Former British Prime Minister John Major told an inquiry that Rupert Murdoch, the media mogul, tried to influence the country's politics during a private dinner in 1997. Major said that Murdoch even hinted that the Prime Minister could lose his media empire's support if he didn't change the way he was dealing with the European Union.
"Major was testifying before Britain's inquiry into media ethics, which was set up after it emerged that reporters at a major Murdoch tabloid had hacked into the voicemails of people in the news.
"The scandal has since mushroomed, engulfing political leaders criticized as having too-cozy links with the media tycoon.

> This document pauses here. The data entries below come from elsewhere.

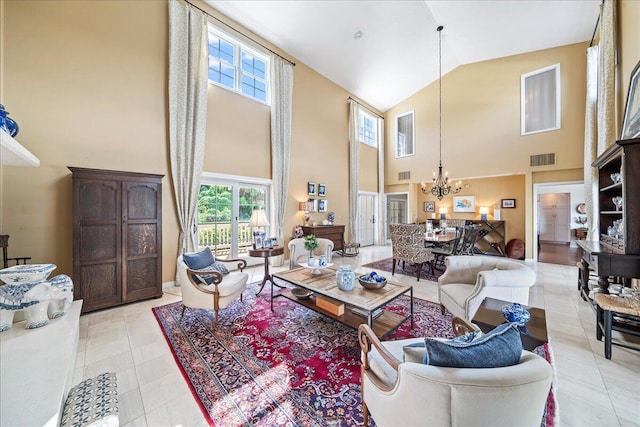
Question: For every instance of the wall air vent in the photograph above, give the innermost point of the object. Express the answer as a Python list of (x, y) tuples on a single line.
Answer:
[(542, 159)]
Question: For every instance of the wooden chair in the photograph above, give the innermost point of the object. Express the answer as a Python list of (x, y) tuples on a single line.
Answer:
[(4, 243), (407, 243)]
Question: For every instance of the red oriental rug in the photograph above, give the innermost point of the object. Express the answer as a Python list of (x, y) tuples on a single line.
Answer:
[(289, 367)]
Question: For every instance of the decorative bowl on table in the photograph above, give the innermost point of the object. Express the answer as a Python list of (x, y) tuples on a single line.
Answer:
[(301, 293), (515, 313), (372, 281), (29, 273)]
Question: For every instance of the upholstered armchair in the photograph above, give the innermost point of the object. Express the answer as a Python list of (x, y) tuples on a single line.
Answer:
[(468, 280), (397, 393), (298, 254), (210, 285), (407, 243)]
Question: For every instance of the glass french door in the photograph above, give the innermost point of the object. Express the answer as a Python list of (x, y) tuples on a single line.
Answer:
[(396, 211), (224, 211), (366, 219)]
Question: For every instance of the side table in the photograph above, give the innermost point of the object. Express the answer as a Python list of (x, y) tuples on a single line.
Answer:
[(266, 253), (489, 315), (626, 320)]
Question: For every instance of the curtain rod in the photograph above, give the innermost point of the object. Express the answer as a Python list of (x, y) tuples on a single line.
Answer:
[(240, 32), (596, 27), (362, 105)]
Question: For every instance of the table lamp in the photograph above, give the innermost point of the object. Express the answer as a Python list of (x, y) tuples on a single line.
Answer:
[(258, 219), (443, 213), (484, 211), (306, 207)]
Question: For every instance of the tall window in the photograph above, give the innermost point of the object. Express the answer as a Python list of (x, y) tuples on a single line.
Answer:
[(405, 135), (237, 67), (367, 129), (540, 100)]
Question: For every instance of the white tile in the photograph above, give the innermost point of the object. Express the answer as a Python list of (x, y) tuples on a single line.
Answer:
[(131, 406), (163, 390)]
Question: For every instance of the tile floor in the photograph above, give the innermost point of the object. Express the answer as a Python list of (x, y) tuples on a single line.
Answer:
[(591, 390)]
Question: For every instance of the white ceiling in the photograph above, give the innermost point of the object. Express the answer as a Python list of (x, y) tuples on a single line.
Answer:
[(397, 54)]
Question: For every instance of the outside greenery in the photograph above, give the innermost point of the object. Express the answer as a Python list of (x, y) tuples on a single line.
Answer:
[(215, 214)]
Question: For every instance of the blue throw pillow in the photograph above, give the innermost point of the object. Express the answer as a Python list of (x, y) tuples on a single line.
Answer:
[(199, 260), (500, 347)]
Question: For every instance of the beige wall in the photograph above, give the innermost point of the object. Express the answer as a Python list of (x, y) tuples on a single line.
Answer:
[(86, 81)]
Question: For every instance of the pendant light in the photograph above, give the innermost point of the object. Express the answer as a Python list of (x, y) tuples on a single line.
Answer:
[(441, 187)]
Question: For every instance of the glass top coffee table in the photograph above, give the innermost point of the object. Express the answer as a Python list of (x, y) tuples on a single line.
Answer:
[(360, 304)]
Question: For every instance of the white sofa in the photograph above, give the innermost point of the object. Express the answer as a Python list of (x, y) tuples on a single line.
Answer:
[(468, 280), (410, 394)]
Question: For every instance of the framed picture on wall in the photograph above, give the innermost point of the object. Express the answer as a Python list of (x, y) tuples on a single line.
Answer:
[(508, 203), (429, 206), (464, 203), (315, 205)]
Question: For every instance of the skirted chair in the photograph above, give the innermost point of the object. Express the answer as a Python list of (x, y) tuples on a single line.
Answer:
[(207, 284), (412, 393), (407, 244), (298, 253), (468, 280)]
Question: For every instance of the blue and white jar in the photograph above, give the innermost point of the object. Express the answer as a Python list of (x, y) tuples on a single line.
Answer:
[(346, 278)]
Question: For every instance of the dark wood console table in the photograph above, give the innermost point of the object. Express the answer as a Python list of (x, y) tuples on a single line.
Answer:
[(604, 261), (335, 233)]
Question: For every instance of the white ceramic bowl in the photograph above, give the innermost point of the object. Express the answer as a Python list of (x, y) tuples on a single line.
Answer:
[(29, 273)]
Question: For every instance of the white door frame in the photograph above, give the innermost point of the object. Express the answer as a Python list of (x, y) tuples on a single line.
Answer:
[(536, 194), (375, 210), (384, 224)]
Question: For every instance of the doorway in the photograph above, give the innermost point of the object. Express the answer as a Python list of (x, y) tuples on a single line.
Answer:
[(554, 222), (396, 211), (366, 230)]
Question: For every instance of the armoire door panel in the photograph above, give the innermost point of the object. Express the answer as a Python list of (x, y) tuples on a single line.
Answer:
[(99, 201), (142, 275), (141, 201), (99, 242), (101, 284), (142, 239)]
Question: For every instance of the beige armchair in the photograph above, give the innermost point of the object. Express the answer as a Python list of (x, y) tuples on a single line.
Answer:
[(210, 290), (298, 254), (407, 394), (407, 243), (468, 280)]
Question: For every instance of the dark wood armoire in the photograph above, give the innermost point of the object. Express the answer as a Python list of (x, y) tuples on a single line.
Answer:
[(117, 237)]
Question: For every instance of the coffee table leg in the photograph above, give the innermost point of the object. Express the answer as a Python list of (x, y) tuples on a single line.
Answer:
[(608, 315)]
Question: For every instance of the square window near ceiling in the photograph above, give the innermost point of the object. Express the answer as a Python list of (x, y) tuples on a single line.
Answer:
[(238, 67), (540, 100), (405, 135)]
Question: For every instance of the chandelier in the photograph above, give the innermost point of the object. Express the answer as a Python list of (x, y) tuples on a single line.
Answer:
[(441, 187)]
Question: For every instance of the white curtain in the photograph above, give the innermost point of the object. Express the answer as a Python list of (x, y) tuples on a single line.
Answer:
[(281, 107), (606, 78), (354, 169), (591, 143), (187, 113)]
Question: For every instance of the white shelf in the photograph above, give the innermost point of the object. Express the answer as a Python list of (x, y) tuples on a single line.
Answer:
[(13, 153)]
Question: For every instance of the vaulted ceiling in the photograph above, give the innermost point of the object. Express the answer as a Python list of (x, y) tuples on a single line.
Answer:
[(397, 52)]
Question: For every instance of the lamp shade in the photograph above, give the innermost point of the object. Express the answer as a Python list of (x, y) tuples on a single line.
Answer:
[(258, 218)]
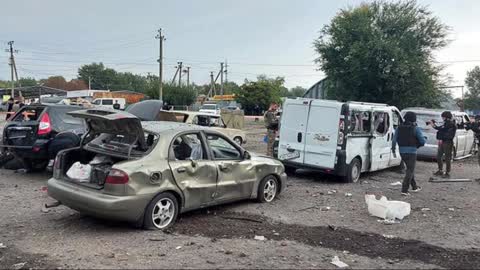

"Major, the Conservative Party premier from 1990 to 1997, said Murdoch had made his views clear at a private dinner in February 1997, three months before the general election. The ex-premier said Murdoch had not directly told Major to change his policies, but 'made it clear that he disliked my European policies which he wished me to change.'"
Yesterday, another former prime minister aimed at Murdoch. Prime Minister Gordon Brown told the inquiry that Murdoch had personally attacked him and purposefully undermined the war in Afghanistan.
"In an often bitter attack on the Murdoch press in testimony to Britain's media ethics inquiry, Brown directly contradicted Murdoch's claim that the then-prime minister had made an abusive phone call to the media mogul in 2009," the AP reported. "Murdoch told the inquiry last month that Brown had vowed to 'make war on your company' after The Sun switched its support to the Conservatives."
Brown said that never happened and added that the spurious coverage of Afghanistan had done "huge damage" to the war effort.